I used to have a bumper sticker that read:
God was my co-pilot. But we crashed in the mountains and I had to eat him.
I really miss that bumper sticker and the irrational rage it would provoke. To this day I still wonder if people really thought I would eat their god. I think all that spite and vengefulness would make for a pretty bitter tasting deity. And besides, I’m vegan now.
My all time favorite vegan food staple is Seitan. I could sing it’s praises all fucking day long. In fact, I just might compose a little song about it. Yes, I think that would be fitting.
If I were to develop a wheat intolerance I just don’t know what I would do. Well, first I’d cry. Because seitan and me are like this… you can’t see it, but I’m crossing my fingers. Makes for awkward typing.
For the longest time I have wanted to make a vegan pot pie. But I’ve always felt daunted by the task. But today I whipped out my beloved copy of the Veganomicon and found the seitan pot pie recipe.

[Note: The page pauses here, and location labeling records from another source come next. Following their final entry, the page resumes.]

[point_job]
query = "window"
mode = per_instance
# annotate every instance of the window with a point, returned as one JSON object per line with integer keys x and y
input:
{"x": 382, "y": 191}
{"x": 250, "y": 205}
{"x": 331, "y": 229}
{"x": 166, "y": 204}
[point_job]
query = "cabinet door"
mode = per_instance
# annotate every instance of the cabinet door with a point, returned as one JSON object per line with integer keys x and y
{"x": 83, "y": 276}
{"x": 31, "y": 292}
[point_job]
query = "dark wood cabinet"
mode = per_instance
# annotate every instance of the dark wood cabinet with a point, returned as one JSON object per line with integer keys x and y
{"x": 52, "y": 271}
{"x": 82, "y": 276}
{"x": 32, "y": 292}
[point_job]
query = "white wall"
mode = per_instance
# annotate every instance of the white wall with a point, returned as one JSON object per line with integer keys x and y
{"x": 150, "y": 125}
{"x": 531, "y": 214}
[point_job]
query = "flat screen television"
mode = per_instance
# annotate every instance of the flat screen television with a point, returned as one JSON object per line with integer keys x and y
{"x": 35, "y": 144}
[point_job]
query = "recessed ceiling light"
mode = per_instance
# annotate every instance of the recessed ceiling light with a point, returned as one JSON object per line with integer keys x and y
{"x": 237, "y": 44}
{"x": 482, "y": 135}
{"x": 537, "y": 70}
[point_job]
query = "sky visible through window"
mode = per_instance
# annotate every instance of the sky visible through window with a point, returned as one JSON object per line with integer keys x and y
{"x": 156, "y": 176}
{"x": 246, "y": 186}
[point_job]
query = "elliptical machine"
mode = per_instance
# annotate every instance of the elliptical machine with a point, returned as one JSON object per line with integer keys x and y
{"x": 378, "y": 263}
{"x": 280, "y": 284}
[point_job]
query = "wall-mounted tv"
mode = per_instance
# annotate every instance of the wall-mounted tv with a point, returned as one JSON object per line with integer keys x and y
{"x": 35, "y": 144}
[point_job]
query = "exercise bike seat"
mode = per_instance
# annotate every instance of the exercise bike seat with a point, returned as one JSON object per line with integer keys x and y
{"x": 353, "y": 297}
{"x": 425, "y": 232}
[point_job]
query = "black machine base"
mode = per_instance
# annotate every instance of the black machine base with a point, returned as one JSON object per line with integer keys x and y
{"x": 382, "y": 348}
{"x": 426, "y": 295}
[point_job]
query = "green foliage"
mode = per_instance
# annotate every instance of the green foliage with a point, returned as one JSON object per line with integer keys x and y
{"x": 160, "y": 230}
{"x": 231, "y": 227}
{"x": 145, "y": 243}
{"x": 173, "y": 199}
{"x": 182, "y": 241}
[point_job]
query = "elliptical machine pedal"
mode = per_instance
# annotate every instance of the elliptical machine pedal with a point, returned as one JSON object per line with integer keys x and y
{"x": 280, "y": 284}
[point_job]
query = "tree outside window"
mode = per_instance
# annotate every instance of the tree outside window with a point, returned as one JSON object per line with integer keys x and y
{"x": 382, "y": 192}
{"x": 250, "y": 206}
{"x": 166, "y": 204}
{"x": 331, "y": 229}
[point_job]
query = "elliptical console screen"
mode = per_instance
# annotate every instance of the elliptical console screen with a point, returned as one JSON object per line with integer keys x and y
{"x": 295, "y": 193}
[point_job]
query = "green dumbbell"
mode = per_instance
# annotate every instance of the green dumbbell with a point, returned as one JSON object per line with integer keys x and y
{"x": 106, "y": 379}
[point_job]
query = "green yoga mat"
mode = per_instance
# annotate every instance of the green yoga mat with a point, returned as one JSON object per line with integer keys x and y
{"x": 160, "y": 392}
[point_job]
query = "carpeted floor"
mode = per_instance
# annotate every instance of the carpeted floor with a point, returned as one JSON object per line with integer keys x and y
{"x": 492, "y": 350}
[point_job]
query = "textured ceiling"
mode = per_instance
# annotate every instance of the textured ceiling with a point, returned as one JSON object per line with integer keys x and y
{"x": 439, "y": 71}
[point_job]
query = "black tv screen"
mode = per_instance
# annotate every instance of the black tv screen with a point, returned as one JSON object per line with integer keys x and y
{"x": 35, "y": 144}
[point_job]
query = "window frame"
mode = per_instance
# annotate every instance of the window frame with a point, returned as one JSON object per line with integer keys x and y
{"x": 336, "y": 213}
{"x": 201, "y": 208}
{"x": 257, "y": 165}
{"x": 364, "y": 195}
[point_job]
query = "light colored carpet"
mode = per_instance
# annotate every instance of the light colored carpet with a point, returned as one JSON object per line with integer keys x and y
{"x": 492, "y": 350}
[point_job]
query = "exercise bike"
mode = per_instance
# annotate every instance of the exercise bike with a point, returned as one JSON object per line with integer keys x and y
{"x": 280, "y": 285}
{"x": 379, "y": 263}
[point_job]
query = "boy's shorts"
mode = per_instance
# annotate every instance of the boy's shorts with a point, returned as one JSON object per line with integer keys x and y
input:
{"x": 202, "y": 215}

the Seitan that I used was from a batch of gluten dough that I had made from my regular flour that had been masquerading as VWG. More about that in a bit.
I followed the recipe to the letter and came up with this:
My observations are thus:
the dough doesn’t need the cornmeal in it. I like my crust a little smoother.
the roux doesn’t necessarily need to be made with garbanzo flour. In fact, I think regular flour would produce a smoother gravy.
and I will not be making potpies the same day that my mother is also making stew, thereby making veggies like celery & carrots in short supply.
The inside of my pot pie was not very photogenic, though it was delicious. When I try this again later I will try to write out my own recipe and get you the photo goods.
Now, I often buy from bulk bins when I can. And although the label on the bin where I had been buying my Vital Wheat Gluten said the flour had an approximate 75% gluten protein in it, this flour behaved suspiciously un-Vital Wheat Gluten-y. When I later bought VWG from the Butte Creek Mill my suspicions were confirmed. I’ll have to contact my grocer to let them know of their error.
Not one to let this flour of uncertain gluten content go to waste, I set about to turn that bitch into seitan.
The process of making seitan from scratch is simple if labor intensive. I dumped the flour out into a large bowl and added water until I had a ball of dough like you might cook to make bread. I then took the bowl with the dough in it to the sink and ran water into the bowl, kneading the dough under water. Each time the water turned milky I would dump it out and refill the bowl. After a few minutes the dough started feeling like it was falling completely apart. But I knew from previous reading that this was completely natural and just kept on with what I was doing.
Eventually the water in my bowl became less and less opaque. and my original ball of dough was now a lumpy mass of uncooked seitan about 1/3 the original size. All that rinsing had washed away all most of the starches to leave behind the elastic dense gluten proteins. From there I just cut it into chunks and boiled it in a broth suited to make chicken-ish seitan.
Now that I am rid of the fake VWG I will only be buying it from the Butte Creek Mill or my local Fred Meyer which also sells it in bulk bins, but which I happen to know actually contain VWG. Because making seitan completely from scratch is a pain in the ass. And I don’t have the wrists to endure it or the children to relegate it to.